From: Daniel Lezcano <daniel.lezcano@linaro.org>
To: Peter Zijlstra <peterz@infradead.org>
Cc: raistlin@linux.it, juri.lelli@gmail.com,
Ingo Molnar <mingo@kernel.org>,
Linux Kernel Mailing List <linux-kernel@vger.kernel.org>
Subject: Re: [BUG] [ tip/sched/core ] System unresponsive after booting
Date: Thu, 16 Jan 2014 14:48:51 +0100 [thread overview]
Message-ID: <52D7E343.40909@linaro.org> (raw)
In-Reply-To: <20140115120418.GD31570@twins.programming.kicks-ass.net>
On 01/15/2014 01:04 PM, Peter Zijlstra wrote:
> On Wed, Jan 15, 2014 at 09:27:34AM +0100, Daniel Lezcano wrote:
>>
>> Hi all,
>>
>> I use the tip/sched/core branch.
>>
>> After git pulling yesterday, my host is unresponsive after booting the OS.
>>
>> * It boots normally
>> * It sends info to the console
>> * The graphics does not work
>> * The terminals show the prompt, I can enter the username but after
>> pressing enter, it does not give the password prompt
>> * sysrq works more or less, I can't get the process stack but it receives
>> the command
>>
>> It is like no new process can be created.
>>
>> I have a dual Xeon processor E5325 (2 x 4 cores).
>>
>> After git bisecting, the following patch seems to introduce the bug.
>>
>> commit d50dde5a10f305253cbc3855307f608f8a3c5f73
>
> OK, so my headless WSM-EP boots just fine. Obviously it cannot confirm
> if graphics works, but I can ssh in and work on it without bother.
>
> I can even log in on the serial console without problems.
>
> I tried both tip/master and tip/sched/core.
>
> Would you happen to have a .config for me to try?

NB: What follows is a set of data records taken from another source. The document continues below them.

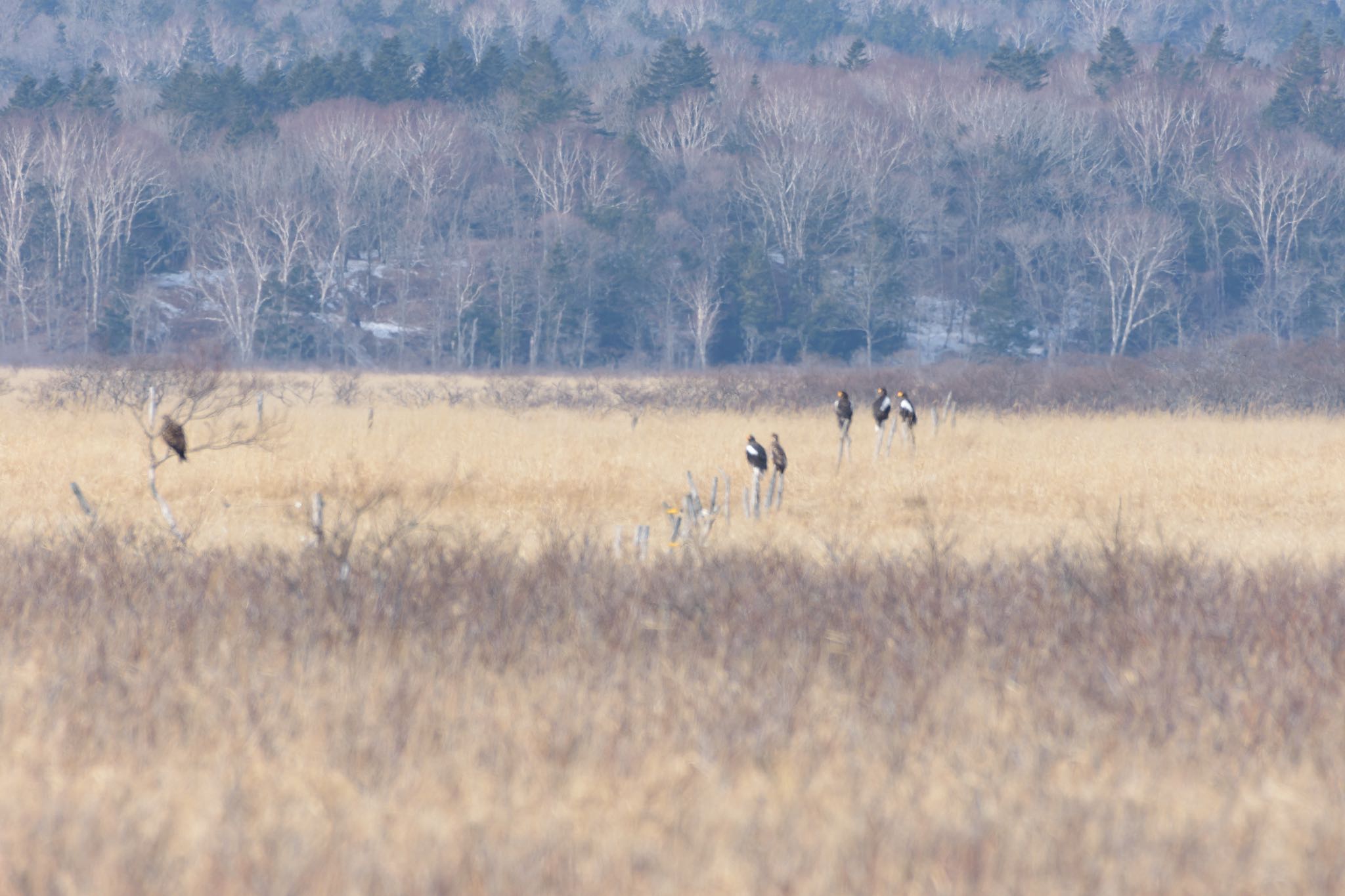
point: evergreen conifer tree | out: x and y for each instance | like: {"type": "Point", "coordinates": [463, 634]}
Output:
{"type": "Point", "coordinates": [1115, 60]}
{"type": "Point", "coordinates": [1026, 66]}
{"type": "Point", "coordinates": [857, 56]}
{"type": "Point", "coordinates": [390, 73]}
{"type": "Point", "coordinates": [95, 89]}
{"type": "Point", "coordinates": [200, 50]}
{"type": "Point", "coordinates": [432, 79]}
{"type": "Point", "coordinates": [1218, 50]}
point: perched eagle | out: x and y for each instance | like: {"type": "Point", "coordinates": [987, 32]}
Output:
{"type": "Point", "coordinates": [881, 408]}
{"type": "Point", "coordinates": [844, 410]}
{"type": "Point", "coordinates": [757, 454]}
{"type": "Point", "coordinates": [174, 437]}
{"type": "Point", "coordinates": [906, 410]}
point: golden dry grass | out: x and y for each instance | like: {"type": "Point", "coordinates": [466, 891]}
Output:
{"type": "Point", "coordinates": [795, 712]}
{"type": "Point", "coordinates": [1247, 488]}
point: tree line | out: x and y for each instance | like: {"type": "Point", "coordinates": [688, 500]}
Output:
{"type": "Point", "coordinates": [482, 205]}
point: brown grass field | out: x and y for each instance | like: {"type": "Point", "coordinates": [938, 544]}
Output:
{"type": "Point", "coordinates": [1241, 488]}
{"type": "Point", "coordinates": [1044, 653]}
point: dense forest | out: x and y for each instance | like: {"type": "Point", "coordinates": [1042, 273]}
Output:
{"type": "Point", "coordinates": [673, 183]}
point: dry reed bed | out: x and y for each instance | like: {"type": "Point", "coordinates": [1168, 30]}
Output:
{"type": "Point", "coordinates": [454, 716]}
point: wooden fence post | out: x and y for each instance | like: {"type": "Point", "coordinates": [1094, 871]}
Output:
{"type": "Point", "coordinates": [84, 504]}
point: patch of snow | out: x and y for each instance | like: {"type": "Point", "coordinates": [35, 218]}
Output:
{"type": "Point", "coordinates": [174, 280]}
{"type": "Point", "coordinates": [382, 330]}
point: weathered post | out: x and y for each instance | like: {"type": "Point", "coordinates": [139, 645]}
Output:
{"type": "Point", "coordinates": [315, 517]}
{"type": "Point", "coordinates": [84, 504]}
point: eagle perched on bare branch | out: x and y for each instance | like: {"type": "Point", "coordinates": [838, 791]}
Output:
{"type": "Point", "coordinates": [175, 438]}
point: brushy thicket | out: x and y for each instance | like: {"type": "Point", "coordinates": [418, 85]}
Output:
{"type": "Point", "coordinates": [935, 703]}
{"type": "Point", "coordinates": [1251, 375]}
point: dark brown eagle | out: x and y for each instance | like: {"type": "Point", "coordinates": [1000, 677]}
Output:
{"type": "Point", "coordinates": [844, 409]}
{"type": "Point", "coordinates": [906, 409]}
{"type": "Point", "coordinates": [175, 438]}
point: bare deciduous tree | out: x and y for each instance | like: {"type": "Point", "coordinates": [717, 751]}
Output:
{"type": "Point", "coordinates": [704, 304]}
{"type": "Point", "coordinates": [1278, 188]}
{"type": "Point", "coordinates": [18, 164]}
{"type": "Point", "coordinates": [791, 178]}
{"type": "Point", "coordinates": [1133, 250]}
{"type": "Point", "coordinates": [119, 179]}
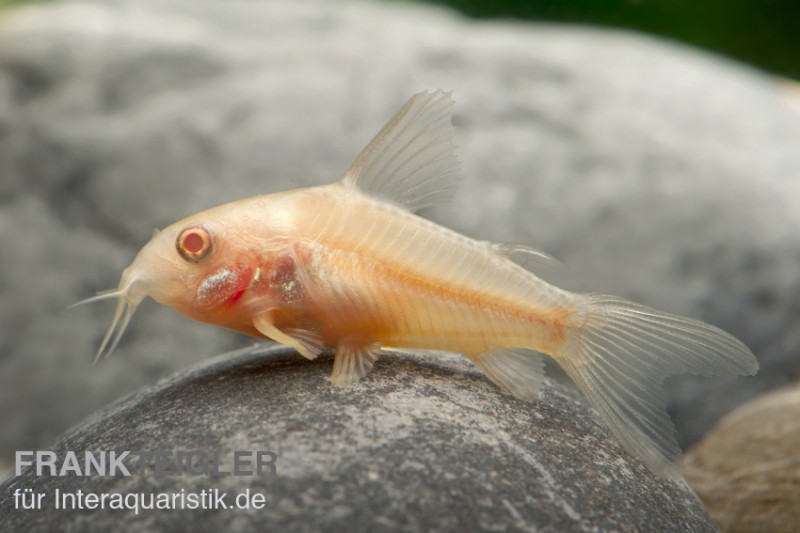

I was able to reduce the scope and reproduce the issue.
AFAICT, that happens with rsyslogd. When login in a tty, the login
command sends a message through /dev/log. But rsyslogd is never woken up
and blocked in poll_schedule_timeout. The login process is blocked in
unix_wait_for_peer.
I can strace rsyslogd at startup. The two last sched_setscheduler calls
fail.
> grep sched trace.out
3570 sched_getparam(3570, { 0 }) = 0
3570 sched_getscheduler(3570) = 0 (SCHED_OTHER)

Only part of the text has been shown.